Prices in Long Beach have dipped slightly, but still have a long way to go to be at equilibrium with reality.
Banks holding these foreclosed properties are sitting on them, hoping to be bailed out.
I’ve been eyeing a place in a bubble-inspired cookie-cutter development quite a distance from Silicon Valley (but advertised as “commutable” during the bubble) where a recent foreclosure went for 75% off the tippy tippy top peak there in 2005.
That’ll wreck the comps for a while.
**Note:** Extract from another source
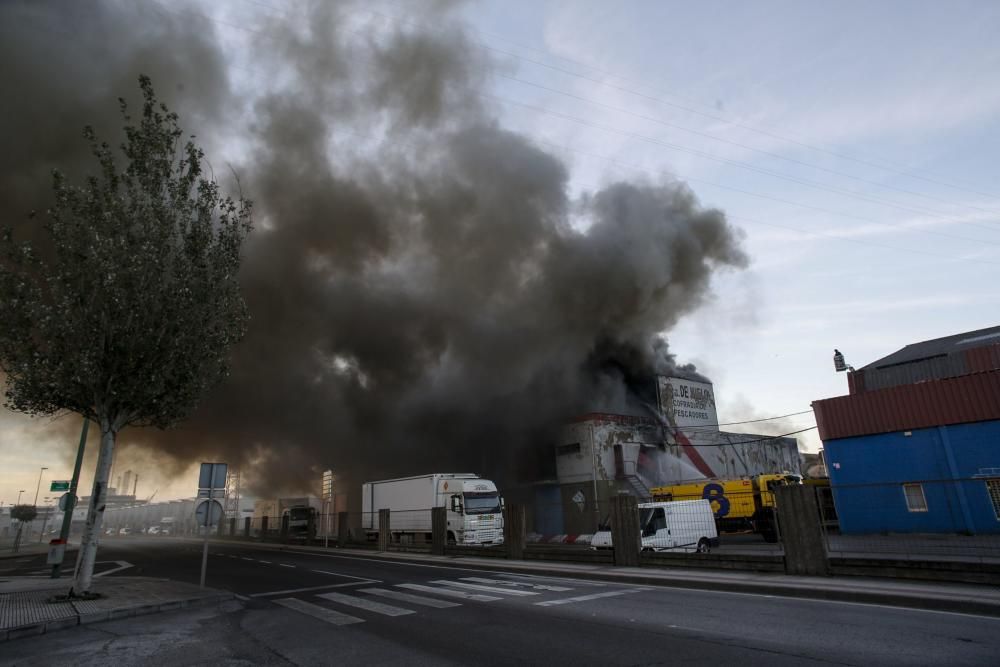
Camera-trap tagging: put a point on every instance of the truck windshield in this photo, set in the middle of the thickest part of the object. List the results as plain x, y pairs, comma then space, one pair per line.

And there’s more downside to come there — more than half the sales in the past year in that neighborhood were foreclosure sales.
Your ‘expert’ is correct.
Until prices can be afforded with current salaries and fully documented applications by sanctioned underwriters...they’re too high.
IMO, we need to get back to 2001 prices. Summer 2001 prices.
I lived in Long Beach from ‘95 to ‘99. Bought my 2 BR for $170K, sold it for $190K, and wondered who in their right mind would pay that for a 980 sf house. It topped out well over $500K. Now similar houses are still in the mid $400s. Crazy. We kick ourselves for not holding on to it.
My next door neighbors moved in two years ago and paid $529,000. This is for a 60 year old, two bedroom plus an add-on totalling about 1,100 sq. feet.
The folks across the street paid $660K or so for about 1,300 sq. ft.
We don’t own. By the time we were in a position to afford a home, they were going for $400K, so we sat out. Glad we did.
Homes are going for less than $8,000 in Detroit. Lots of bargains there.